The last changes were in March of 2021 when BART added an additional 26 trips to meet increased demand. "We will continue to monitor daily ridership and add more trains into service as ridership demand increases. Commute trains at 15-minute frequencies are running on most lines during our busiest times. Other times have 30-minute frequencies on each line. If you are traveling within San Francisco or a line that has more than one line of service, trains are more frequent than every 30 minutes," according to a BART release.
Caltrain, like other transit agencies, has been ramping things back up, albeit slowly. Last March it upped its "weekday service from 68 to 70 trains." Streetsblog reached out to Caltrain to find out when they anticipate returning to pre-pandemic levels of service. Caltrain spokesperson Dan Lieberman didn't commit to a time frame, writing only that "Caltrain is monitoring ridership patterns as well as the larger trends in traffic and re-openings throughout the region. We are also engaged in continuous discussions with our transit partners and are closely monitoring their plans to restore service."
However, "We have included an assumption of restored service in our proposed fiscal year 2022 budget and plan to bring options to our board related to service restoration in the near future."

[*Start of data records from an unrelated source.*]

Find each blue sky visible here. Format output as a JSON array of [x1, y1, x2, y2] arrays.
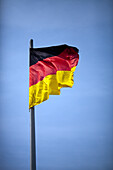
[[0, 0, 113, 170]]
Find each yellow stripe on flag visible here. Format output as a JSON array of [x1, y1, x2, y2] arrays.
[[29, 66, 76, 108]]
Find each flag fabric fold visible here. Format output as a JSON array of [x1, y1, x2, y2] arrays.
[[29, 45, 79, 108]]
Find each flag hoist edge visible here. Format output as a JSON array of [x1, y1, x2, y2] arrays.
[[29, 44, 79, 108]]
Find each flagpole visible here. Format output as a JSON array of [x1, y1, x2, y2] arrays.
[[29, 39, 36, 170]]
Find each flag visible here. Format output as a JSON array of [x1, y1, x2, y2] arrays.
[[29, 44, 79, 108]]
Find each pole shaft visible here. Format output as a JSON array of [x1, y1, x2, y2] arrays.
[[29, 39, 36, 170]]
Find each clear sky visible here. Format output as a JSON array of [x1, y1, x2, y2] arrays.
[[0, 0, 113, 170]]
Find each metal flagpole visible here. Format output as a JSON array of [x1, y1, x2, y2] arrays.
[[29, 39, 36, 170]]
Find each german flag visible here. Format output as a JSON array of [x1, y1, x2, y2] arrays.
[[29, 44, 79, 108]]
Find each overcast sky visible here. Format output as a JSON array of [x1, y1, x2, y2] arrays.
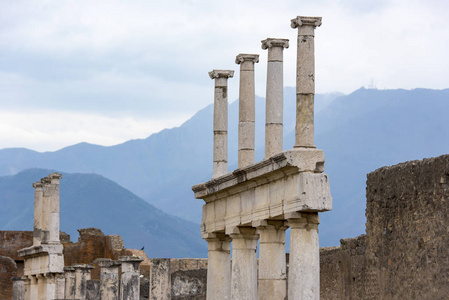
[[0, 0, 449, 151]]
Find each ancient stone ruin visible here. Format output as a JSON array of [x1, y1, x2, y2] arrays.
[[192, 17, 332, 300]]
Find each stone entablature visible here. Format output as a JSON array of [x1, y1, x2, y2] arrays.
[[192, 148, 332, 238]]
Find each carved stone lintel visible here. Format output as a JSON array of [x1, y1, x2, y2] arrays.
[[235, 53, 259, 65], [209, 70, 234, 79], [291, 16, 322, 28], [262, 38, 289, 50]]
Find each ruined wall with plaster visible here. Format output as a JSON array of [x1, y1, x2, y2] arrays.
[[321, 155, 449, 300]]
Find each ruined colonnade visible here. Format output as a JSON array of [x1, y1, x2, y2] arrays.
[[192, 17, 332, 300]]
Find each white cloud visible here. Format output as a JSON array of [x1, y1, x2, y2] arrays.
[[0, 0, 449, 149]]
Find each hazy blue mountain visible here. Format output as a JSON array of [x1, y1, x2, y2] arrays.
[[0, 88, 449, 246], [0, 169, 207, 257]]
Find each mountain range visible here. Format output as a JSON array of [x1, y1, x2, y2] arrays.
[[0, 87, 449, 251]]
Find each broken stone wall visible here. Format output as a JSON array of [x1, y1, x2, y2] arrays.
[[321, 155, 449, 299]]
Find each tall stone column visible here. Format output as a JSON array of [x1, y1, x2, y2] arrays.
[[119, 256, 143, 300], [262, 38, 288, 158], [230, 227, 259, 300], [206, 234, 231, 300], [235, 54, 259, 168], [209, 70, 234, 178], [33, 182, 43, 246], [288, 213, 320, 300], [253, 221, 288, 300], [291, 16, 321, 148], [99, 260, 120, 300], [48, 173, 62, 244], [64, 267, 76, 299]]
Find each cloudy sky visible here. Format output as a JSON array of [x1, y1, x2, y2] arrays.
[[0, 0, 449, 151]]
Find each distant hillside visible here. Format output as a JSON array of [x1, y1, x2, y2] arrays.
[[0, 88, 449, 246], [0, 169, 207, 257]]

He provided this breakdown for comparison of pre-pandemic service to what's running now:
- 92 Weekday trains
- 28 Saturday trains
- 24 Sunday trains
- 3-5 trains per hour during the AM/PM commute period
- Bullet & Limited train service during the AM/PM commute period
- Local train service in early AM, midday & evening
- 90-min Local train service
- 2 Bullet trains per day in each direction
- 70 Weekday trains
- 32 Saturday trains
- 28 Sunday trains
- 2 trains per hour during the AM/PM commute period & midday
- Limited train service during the AM/PM commute period & midday
- Limited A & Limited B patterns
- Local train service in early AM & evening
- Hourly Local train service
Note: Golden Gate Transit also sent the following to Streetsblog: "...the District maintained virtually all of our regional bus service, while suspending about 90 percent of our commute/express bus service that served primarily office workers. This resulted in an overall reduction of about 50 percent in our pre-COVID bus service. We look forward to welcoming back our customers, and the District will restore bus and ferry service incrementally, in a measured way as we see the return of our customers traveling in the Golden Gate Corridor."